We emphasize that automated and interactive visualization should be an indispensable component of modern RNA-seq analysis, which is currently not the case. However, experts in clinics and researchers in life sciences can use GVViZ to visualize and interpret the transcriptomics data, making it a powerful tool to study the dynamics of gene expression and regulation. Furthermore, with successful deployment in clinical settings, GVViZ has the potential to enable high-throughput correlations between patient diagnoses based on clinical and transcriptomics data.

Introduction

Over the past few years, genomic sequencing technologies have improved the clinical diagnosis of genetic disorders and continue to expand the potential of basic sciences in developing insights into human genetic variations and their biological consequences. Gene expression analysis is a widely adopted method to identify abnormalities in normal function and physiologic regulation [1]. It supports expression profiling and transcriptomic analyses to identify, measure, and compare genes and transcripts in multiple conditions and in different tissues and individuals. Several recently published studies have shown that gene expression analysis is a proven method for understanding and discovering novel and sensitive biomarkers among several complex disorders. Two major techniques that are currently being used for gene expression analysis are microarrays and RNA sequencing (RNA-seq) [2]. Microarrays are based on traditional microarray platforms for transcriptional profiling that quantify a set of predetermined whole transcriptome sequences [3], while RNA-seq identifies, characterizes, and quantifies differentially modulated transcriptomes [4]. Due to recent advancements in next-generation sequencing (NGS) technologies and the development of new bioinformatics applications, RNA-seq has become the most widely used method for gene expression analysis [5].

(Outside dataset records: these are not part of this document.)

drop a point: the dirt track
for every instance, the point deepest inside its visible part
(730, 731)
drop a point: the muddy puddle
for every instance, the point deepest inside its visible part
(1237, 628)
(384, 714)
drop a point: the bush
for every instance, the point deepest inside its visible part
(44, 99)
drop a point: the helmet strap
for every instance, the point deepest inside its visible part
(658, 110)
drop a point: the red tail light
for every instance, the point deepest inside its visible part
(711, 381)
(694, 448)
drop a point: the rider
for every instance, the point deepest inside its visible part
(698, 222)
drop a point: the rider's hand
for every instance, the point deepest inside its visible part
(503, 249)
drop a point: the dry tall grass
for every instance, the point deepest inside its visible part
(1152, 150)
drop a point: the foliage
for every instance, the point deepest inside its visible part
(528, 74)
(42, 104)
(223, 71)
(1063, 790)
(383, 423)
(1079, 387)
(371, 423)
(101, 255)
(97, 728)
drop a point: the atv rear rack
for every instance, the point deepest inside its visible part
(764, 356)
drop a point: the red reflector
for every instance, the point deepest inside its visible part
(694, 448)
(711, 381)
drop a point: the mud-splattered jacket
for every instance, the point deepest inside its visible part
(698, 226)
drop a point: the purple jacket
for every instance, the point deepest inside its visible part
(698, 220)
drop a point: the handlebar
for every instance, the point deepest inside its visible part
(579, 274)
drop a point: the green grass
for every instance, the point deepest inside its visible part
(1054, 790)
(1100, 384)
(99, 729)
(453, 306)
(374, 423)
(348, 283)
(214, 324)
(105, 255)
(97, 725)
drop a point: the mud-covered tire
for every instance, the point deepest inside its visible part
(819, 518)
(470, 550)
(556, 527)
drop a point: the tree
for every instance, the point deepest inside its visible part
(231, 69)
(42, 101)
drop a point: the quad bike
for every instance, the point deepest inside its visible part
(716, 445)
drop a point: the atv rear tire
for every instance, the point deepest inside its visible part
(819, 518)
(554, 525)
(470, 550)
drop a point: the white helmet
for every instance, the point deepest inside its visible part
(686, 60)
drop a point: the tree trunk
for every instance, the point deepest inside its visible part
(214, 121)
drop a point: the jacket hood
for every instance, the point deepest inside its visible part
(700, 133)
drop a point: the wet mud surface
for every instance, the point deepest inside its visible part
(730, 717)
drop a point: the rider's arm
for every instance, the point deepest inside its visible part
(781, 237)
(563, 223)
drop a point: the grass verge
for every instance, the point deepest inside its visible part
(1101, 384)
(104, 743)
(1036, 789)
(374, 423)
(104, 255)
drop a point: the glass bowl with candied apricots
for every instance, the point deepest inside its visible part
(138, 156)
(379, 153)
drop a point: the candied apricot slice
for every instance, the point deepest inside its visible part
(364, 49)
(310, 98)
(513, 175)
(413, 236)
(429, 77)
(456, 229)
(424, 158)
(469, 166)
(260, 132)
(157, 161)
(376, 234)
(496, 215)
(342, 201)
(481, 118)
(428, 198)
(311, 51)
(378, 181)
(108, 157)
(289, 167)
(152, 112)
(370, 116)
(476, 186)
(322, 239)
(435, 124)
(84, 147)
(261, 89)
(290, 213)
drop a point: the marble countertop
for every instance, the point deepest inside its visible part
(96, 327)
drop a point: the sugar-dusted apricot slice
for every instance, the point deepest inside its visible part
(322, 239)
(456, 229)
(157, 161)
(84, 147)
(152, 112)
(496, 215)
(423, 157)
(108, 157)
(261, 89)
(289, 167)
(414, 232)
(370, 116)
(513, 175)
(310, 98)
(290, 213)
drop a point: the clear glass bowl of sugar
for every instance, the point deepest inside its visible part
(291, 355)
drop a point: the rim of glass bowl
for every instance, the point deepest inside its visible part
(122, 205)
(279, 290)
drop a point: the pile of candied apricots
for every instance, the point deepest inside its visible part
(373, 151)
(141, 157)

Several RNA-seq data pre-processing pipelines have been developed and published and are freely available [4]. Most of the pipelines follow a similar workflow, which starts with quality checking the sequences, trimming barcodes, sorting sequences, removing duplicates, aligning to reference genome and transcriptome, and calculating different metrics. RNA by expectation maximization (RSEM) is a widely applied and proven algorithm for the quantification and identification of differentially expressed genes (DEGs) that aligns sequences to reference de novo transcriptome assemblies [6]. Its outcomes include quantified gene and isoform abundances with transcripts per million (TPM), fragments per kilobase million (FPKM), reads per kilobase of transcript per million mapped reads (RPKM), and mean expressed transcript lengths. These values are mainly used in case-control studies and gene expression analysis, which requiring bioinformatics expertise to understand the processed RNA-seq data complexities, and computational methods and programming languages to interpret, visualize, and report produced analytic results.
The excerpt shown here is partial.